Jusqu’au début du mois d’octobre, on s’attendait encore à une reprise de l’ancien scénario électoral avec une polarisation classique entre la social-démocratie du PT et le libéral-conservatisme du PSDB. On savait qu’il y aurait sans doute un second tour et on se faisait des scénarios du pire, mais sans vraiment y croire. Le samedi d’avant les élections, des millions de citoyens et citoyennes avaient manifesté dans les rues des grandes villes du Brésil, en réponse à l’appel des femmes pour faire barrage à l’innommable («le chose») et défiler sous un mot d’ordre unique: «pas lui» (#elenão). L’accession au pouvoir de l’extrême droite paraissait possible, mais improbable. En une semaine, cependant, tout a changé et le système s’est rendu. Ni «cordon sanitaire» ni «sursaut républicain» ne se mettent en place. L’ex-président Fernando Henrique Cardoso, tout comme les médias d’ailleurs, à l’exception de El Pais Brésil, invoque une neutralité qui ne tient discursivement que par l’assimilation du PT à l’extrême gauche et en symétrie avec l’extrême droite. Le Venezuela fait figure de repoussoir. En quelques jours, le candidat outsider a emballé les marchés, les médias, les églises néo-pentecostales, la Cour suprême, les juges, dans un mouvement convulsif de sabordement. L’«antipétisme» associé à la promesse d’une purge sécuritaire et d’un retour à l’ordre moral catalyse les rancœurs.
Hold-up électoral
Les résultats du premier tour ont provoqué des ondes de choc. Les partis de centre droit ont tout simplement été laminés. Seul subsiste le PT, arrimé – mais pour combien de temps encore? – au capital symbolique de Lula, particulièrement vivace dans le Nordeste. De profondes dissensions apparaissent à l’intérieur des familles, des collectifs de travail et des groupes d’amis, qui se disent désormais irréconciliables. L’effet de «hold-up électoral» du premier tour n’est pas sans rappeler le choc qu’a constitué la victoire d’Emmanuel Macron auprès des partis de l’establishment. Il reste une différence de taille. Au Brésil, «En marche» risque bien d’être une marche militaire. Un peu comme si c’était Jean-Marie Le Pen qui s’installait à l’Elysée.

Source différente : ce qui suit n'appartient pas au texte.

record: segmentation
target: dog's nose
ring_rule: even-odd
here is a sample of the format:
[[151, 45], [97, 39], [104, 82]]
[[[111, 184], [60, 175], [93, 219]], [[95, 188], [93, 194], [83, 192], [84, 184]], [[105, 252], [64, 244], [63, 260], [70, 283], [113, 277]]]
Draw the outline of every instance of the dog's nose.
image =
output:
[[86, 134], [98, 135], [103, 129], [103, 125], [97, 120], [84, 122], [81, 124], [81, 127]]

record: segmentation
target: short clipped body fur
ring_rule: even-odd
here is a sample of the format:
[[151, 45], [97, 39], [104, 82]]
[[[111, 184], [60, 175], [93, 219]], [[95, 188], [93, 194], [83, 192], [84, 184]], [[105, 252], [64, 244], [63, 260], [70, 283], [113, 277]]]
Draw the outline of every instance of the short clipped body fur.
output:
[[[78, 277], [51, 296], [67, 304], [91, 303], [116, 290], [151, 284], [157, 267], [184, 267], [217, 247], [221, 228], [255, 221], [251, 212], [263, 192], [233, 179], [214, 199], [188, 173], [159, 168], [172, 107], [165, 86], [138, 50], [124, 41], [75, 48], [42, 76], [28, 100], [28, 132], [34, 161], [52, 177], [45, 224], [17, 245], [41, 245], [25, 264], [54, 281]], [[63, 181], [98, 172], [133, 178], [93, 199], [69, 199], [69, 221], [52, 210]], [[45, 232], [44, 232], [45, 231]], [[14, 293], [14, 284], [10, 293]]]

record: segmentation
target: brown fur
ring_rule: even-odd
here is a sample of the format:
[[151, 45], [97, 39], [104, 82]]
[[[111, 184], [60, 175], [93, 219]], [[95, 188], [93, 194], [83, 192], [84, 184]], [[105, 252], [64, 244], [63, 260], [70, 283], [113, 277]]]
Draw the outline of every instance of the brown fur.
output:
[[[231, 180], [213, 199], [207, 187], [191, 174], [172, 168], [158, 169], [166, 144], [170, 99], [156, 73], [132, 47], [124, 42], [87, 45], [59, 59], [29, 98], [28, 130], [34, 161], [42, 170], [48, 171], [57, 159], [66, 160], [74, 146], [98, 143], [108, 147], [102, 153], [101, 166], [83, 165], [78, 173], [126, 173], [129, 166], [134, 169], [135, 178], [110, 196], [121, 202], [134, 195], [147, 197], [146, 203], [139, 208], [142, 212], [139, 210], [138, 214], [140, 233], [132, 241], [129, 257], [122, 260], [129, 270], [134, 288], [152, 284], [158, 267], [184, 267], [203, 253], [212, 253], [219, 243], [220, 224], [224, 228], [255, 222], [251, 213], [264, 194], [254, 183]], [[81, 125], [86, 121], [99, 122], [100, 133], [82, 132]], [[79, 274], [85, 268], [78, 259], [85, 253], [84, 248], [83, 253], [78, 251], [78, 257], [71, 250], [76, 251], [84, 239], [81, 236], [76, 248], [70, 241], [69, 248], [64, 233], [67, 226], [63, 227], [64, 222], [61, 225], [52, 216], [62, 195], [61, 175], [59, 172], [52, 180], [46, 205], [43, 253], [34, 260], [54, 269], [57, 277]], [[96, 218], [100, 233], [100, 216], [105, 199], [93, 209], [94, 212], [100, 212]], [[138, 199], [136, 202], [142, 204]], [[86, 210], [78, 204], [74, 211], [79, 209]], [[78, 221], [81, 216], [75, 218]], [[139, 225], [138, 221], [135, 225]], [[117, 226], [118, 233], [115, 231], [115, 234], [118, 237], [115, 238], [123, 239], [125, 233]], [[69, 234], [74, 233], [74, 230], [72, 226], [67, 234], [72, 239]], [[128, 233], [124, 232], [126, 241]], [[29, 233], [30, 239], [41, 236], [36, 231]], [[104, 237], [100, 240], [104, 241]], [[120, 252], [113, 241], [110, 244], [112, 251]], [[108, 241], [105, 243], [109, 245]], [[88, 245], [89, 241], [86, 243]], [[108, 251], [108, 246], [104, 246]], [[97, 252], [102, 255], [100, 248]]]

En revanche, l’ultralibéralisme annoncé du programme de son gourou économiste le rapproche sans doute davantage du projet de Pinochet et de ses Chicago Boys. Il reste tout juste deux semaines pour provoquer un choc de conscience. Si Bolsonaro l’emporte finalement, c’est toutes les Amériques qui se trouveront à nouveau confrontées à leur passé autoritaire. C’est pourquoi le second tour n’importe pas seulement pour le Brésil, mais risque de résonner pour longtemps comme un coup de semonce dans l’horizon démocratique du sous-continent.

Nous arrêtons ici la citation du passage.